To make things worse, 15 people have either fallen in or jumped into the water and are now in serious difficulty, drifting dangerously close to the weir.
Cue Royal Berkshire Fire and Rescue Service’s (RBFRS) water rescue team, who face two main challenges: gaining access to the boat and extinguishing the fire on board, and rescuing the casualties from the water.
Assisted from the sky by the National Police Air Service (NPAS) helicopter, the crews need to work closely with colleagues from the Hazardous Area Response Team (HART) and Berkshire Lowland Search and Rescue (BLSAR) to search for, locate and rescue all of the casualties before tragedy strikes.
Luckily, this dramatic scenario was just an exercise, held as part of RBFRS’ first Water Safety Week during half-term (Monday 30 May – Sunday 5 June). The aim of the week was to reduce the number of tragic deaths from drowning that occur nationally every year.
Throughout the week, RBFRS’ water rescue crews and Prevention team visited fire station and venues across the county to raise awareness of how people can stay safe around water. They also took along the ‘drown tank’, an innovative visual aid created by the crews at Caversham Road Fire Station, which brings to life the dangers of swimming near weirs.
Two very special guests also lent their support to the week, sharing their own personal experiences of the potential dangers of open water.
Mark Scaife’s son Michael, 20, tragically drowned in the Jubilee River in Datchet last August, after assisting his friend who had got into difficulty. Mr Scaife recently successfully campaigned to have the footbridge near where his son died renamed ‘Michael’s Bridge’, both as a memorial and to educate people about water safety. Crews from Slough Fire Station attended the bridge naming ceremony on Friday 27 May.

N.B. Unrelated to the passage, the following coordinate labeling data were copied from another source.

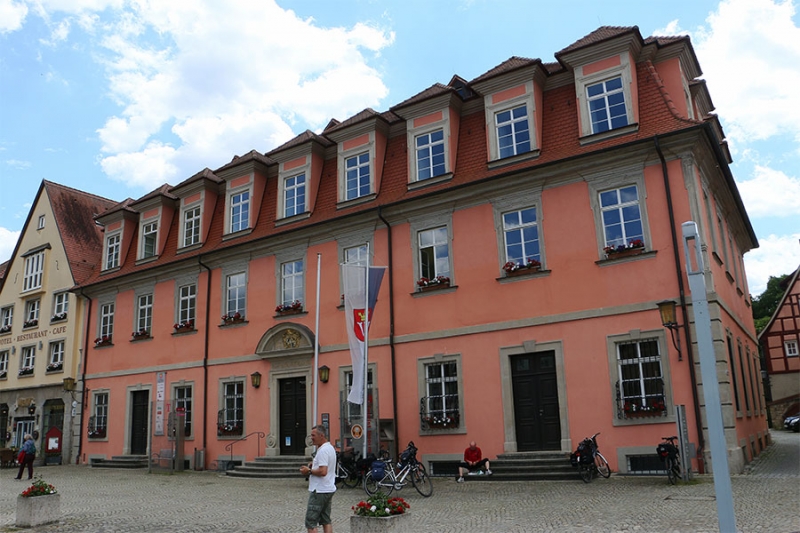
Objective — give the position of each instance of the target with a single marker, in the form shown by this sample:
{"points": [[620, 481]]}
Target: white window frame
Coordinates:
{"points": [[790, 348], [191, 224], [112, 250], [149, 244], [34, 272], [292, 282]]}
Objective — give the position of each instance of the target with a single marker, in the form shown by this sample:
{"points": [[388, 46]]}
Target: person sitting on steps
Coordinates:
{"points": [[474, 463]]}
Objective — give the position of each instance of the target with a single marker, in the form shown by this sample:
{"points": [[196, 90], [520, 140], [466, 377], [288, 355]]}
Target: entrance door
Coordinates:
{"points": [[139, 408], [293, 416], [533, 379]]}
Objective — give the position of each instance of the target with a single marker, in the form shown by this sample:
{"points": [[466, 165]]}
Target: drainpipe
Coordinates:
{"points": [[684, 311], [205, 353], [83, 375], [391, 331]]}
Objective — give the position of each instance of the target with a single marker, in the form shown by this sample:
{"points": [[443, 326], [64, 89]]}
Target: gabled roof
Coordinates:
{"points": [[791, 283]]}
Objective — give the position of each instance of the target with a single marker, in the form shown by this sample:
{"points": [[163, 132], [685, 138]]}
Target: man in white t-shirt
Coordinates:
{"points": [[321, 482]]}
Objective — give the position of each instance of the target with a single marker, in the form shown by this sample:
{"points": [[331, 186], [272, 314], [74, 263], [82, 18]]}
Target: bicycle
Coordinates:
{"points": [[589, 460], [383, 477], [672, 461]]}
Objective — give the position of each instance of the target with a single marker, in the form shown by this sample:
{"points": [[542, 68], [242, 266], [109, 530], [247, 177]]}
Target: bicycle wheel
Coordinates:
{"points": [[670, 464], [372, 486], [421, 480], [586, 472], [602, 466]]}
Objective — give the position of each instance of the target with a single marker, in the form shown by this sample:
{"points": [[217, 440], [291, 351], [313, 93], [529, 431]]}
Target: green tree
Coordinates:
{"points": [[764, 305]]}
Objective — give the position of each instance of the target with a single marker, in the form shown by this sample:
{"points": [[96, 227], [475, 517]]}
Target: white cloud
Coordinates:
{"points": [[775, 256], [749, 54], [12, 15], [8, 240], [771, 193]]}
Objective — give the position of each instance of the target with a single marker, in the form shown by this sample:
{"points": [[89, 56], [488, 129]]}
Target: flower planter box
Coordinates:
{"points": [[378, 524], [37, 510]]}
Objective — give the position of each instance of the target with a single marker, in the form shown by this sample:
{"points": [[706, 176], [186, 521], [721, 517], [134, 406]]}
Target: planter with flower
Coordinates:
{"points": [[140, 335], [439, 282], [634, 247], [38, 504], [105, 340], [379, 513], [183, 326], [513, 268], [232, 318]]}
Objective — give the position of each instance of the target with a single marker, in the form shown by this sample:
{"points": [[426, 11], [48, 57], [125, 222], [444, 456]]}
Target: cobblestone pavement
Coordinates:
{"points": [[118, 501]]}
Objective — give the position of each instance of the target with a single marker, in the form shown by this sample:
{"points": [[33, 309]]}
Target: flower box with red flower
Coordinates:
{"points": [[105, 340], [635, 247], [183, 326], [439, 282], [294, 308], [140, 335]]}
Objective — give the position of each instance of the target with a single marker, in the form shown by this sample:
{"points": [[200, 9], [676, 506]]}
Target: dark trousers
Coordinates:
{"points": [[28, 461]]}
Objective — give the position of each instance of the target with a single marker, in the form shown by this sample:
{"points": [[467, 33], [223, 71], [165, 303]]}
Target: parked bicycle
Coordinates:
{"points": [[384, 478], [672, 461], [589, 461]]}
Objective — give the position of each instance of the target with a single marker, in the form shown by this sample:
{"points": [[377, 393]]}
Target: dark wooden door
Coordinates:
{"points": [[293, 416], [535, 388], [139, 406]]}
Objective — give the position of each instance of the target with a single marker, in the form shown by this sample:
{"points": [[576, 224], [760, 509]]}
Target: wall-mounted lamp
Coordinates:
{"points": [[667, 310]]}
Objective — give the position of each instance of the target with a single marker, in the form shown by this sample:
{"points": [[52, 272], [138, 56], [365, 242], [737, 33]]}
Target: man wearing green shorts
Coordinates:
{"points": [[321, 482]]}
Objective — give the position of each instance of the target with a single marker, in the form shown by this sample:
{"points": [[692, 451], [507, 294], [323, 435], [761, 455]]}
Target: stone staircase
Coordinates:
{"points": [[283, 466], [120, 461]]}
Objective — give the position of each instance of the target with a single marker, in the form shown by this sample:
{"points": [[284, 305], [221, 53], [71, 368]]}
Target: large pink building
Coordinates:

Rebecca Ramsay, from Lancashire, has worked tirelessly to reduce incidents of drowning since her 13-year-old son, Dylan, sadly drowned while swimming in a quarry in 2011. Ms Ramsay’s ‘Doing It For Dylan’ campaign has attracted significant awareness via social media and she is petitioning to have water safety taught in schools as part of the National Curriculum.
Station Commander Jess James, who organised the week with Watch Manager David Newton, said: “Despite the awful weather, the week was a fantastic success and gave us the opportunity to reach huge numbers of people with our water safety message.
“One of the biggest achievements was our use of social media for the campaign. We created our own hashtag – #WaterWiseWaterSafe – and used this to really make our campaign stand out. Using this really helped us to spread the word and reach more people than ever before.
“Between the @RBFRSofficial and @CavershamRoadFS Twitter accounts, we gained an incredible 234,372 impressions, which is the number of times a user is served a Tweet in their timeline or search results. We also achieved a total of 8,681 engagements, which is the amount of replies, mentions, likes and retweets we received.
“This was the first time we have run our own Water Safety Week and we are now planning on how we can build on this for next year.”